The move is being pushed by the home secretary, Suella Braverman, and would lead to those found to be in possession of the substance  facing prosecution.

No doubt you’ve come across discarded nitrous oxide cylinders (they look like scuba diving tanks for mice) on the street at some point - which iOS hardly surprising given that nearly one in 10 16-24-year-olds reported using the drug according to a 2019-20 survey. 

Supplying nitrous oxide for its psychoactive effects is already illegal under 2016 legislation, however the gas also has legitimate uses, such as in kitchen equipment for the production of whipped cream for freezing food, and as pain relief in healthcare settings. 


However, recreational users inhale the gas for its sensations of euphoria, giggling and hallucinations - although side effects can include dizziness and impaired memory, as well as accidents from leg weakness.

The planned law change would permit the gas to be possessed for legitimate reasons, but would ban recreational use and supply, likely bracketing it under the same classification as cannabis.

In 2021, then home secretary, Priti Patel, requested the independent Advisory Council on the Misuse of Drugs (ACMD) to review the harms of nitrous oxide, after doctors warned of an increase in spinal cord and nerve damage caused by the drug, including paralysis, and other reports suggest it can cause neurological problems by inactivating vitamin B12.

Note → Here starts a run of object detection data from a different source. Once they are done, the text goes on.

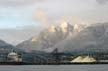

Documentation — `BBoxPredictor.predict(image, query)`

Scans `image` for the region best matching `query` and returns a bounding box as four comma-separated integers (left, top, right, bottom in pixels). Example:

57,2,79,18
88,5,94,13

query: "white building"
7,52,22,62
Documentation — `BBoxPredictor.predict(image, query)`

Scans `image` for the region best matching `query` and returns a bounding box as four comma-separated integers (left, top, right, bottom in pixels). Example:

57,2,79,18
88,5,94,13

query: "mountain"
16,22,87,52
0,40,15,53
0,40,24,54
54,23,108,53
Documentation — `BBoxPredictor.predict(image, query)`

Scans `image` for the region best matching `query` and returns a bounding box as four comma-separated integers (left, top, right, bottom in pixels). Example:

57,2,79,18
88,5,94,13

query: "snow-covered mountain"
17,22,86,51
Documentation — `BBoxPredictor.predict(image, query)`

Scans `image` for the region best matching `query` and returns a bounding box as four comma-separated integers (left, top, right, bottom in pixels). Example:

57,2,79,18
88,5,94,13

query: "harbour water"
0,64,108,71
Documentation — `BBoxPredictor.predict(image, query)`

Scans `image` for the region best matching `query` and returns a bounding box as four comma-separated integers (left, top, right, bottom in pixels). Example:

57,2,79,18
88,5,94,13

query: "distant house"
71,56,96,63
7,52,22,62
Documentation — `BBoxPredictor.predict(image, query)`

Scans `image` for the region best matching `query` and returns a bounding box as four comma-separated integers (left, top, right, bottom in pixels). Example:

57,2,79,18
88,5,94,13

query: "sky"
0,0,108,45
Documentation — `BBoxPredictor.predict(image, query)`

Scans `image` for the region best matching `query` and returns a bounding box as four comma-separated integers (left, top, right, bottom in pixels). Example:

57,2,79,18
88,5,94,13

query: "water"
0,65,108,71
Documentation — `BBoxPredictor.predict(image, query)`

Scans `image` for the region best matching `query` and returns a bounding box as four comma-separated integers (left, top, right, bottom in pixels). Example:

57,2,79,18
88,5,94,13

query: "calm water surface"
0,65,108,71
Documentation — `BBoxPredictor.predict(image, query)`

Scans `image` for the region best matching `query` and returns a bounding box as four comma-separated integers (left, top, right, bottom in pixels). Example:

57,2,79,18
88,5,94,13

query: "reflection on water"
0,65,108,71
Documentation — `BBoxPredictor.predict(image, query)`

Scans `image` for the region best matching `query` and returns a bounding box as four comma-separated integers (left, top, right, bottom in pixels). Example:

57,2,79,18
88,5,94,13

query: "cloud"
0,0,45,7
32,9,49,25
96,0,108,5
0,25,43,45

The Dutch government is to introduce its own ban this year following a surge in traffic accidents linked to the drug - including a series of fatalities.


In a speech this month, Rishi Sunak said the discarded canisters represent a visible sign of antisocial behaviour, which he called a ‘gateway to more extreme crimes’. 

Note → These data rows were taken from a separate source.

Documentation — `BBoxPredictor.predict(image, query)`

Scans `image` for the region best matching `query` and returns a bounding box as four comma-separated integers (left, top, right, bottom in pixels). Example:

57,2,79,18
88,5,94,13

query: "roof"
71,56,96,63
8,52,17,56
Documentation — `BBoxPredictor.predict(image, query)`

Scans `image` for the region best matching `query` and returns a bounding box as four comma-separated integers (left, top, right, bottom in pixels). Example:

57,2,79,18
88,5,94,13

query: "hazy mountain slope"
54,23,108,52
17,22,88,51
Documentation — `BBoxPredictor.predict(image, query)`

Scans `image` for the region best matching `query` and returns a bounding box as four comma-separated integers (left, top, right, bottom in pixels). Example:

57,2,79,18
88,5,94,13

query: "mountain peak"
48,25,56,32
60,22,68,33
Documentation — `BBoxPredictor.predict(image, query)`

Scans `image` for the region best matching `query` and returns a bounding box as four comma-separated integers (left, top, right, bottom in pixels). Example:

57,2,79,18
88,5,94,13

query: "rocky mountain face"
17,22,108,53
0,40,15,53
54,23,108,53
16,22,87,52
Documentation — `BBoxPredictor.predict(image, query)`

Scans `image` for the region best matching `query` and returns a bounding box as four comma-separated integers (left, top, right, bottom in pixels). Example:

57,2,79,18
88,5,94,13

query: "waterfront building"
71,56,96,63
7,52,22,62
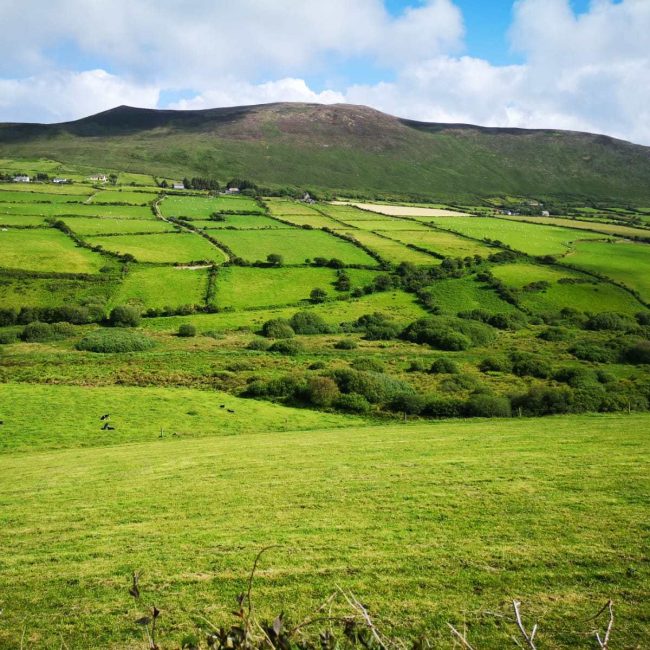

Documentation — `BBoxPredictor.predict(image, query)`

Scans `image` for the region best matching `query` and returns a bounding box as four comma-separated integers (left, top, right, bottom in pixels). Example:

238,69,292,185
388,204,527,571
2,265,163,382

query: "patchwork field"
160,196,263,219
0,203,153,219
382,228,497,257
87,232,228,264
110,267,208,310
0,229,105,273
0,398,650,648
62,217,176,236
424,217,602,255
334,230,439,266
566,242,650,301
212,228,377,266
493,263,641,314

He said: “They spray graffiti on war memorials, discard needles and nitrous oxide canisters in children’s playgrounds, gang together and cause disorder and disruption.”

The Royal Society for Public Health however, has said criminalisation does not seem likely to reduce use of the drug, while the drugs charity Release said it could leave tens of thousands of young people with criminal records.

In 2015, the then chair of the ACMD, Prof Leslie Iversen, told the home secretary at the time, Theresa May, that possession of laughing gas should remain legal.


A Home Office spokesperson said: Antisocial behaviour causes misery in communities and we are determined to crack down on this scourge to protect our streets. Nitrous oxide is one of the most commonly used drugs among 16- to 24-year-olds in England and can have damaging side-effects.

“We have been clear we want to see common-sense policing to keep our communities safe. That is why we are actively considering a ban on the sale and use of this harmful drug and will ask the Advisory Council on the Misuse of Drugs to hasten their delivery of the report we commissioned, which we will carefully consider in reaching any decision.”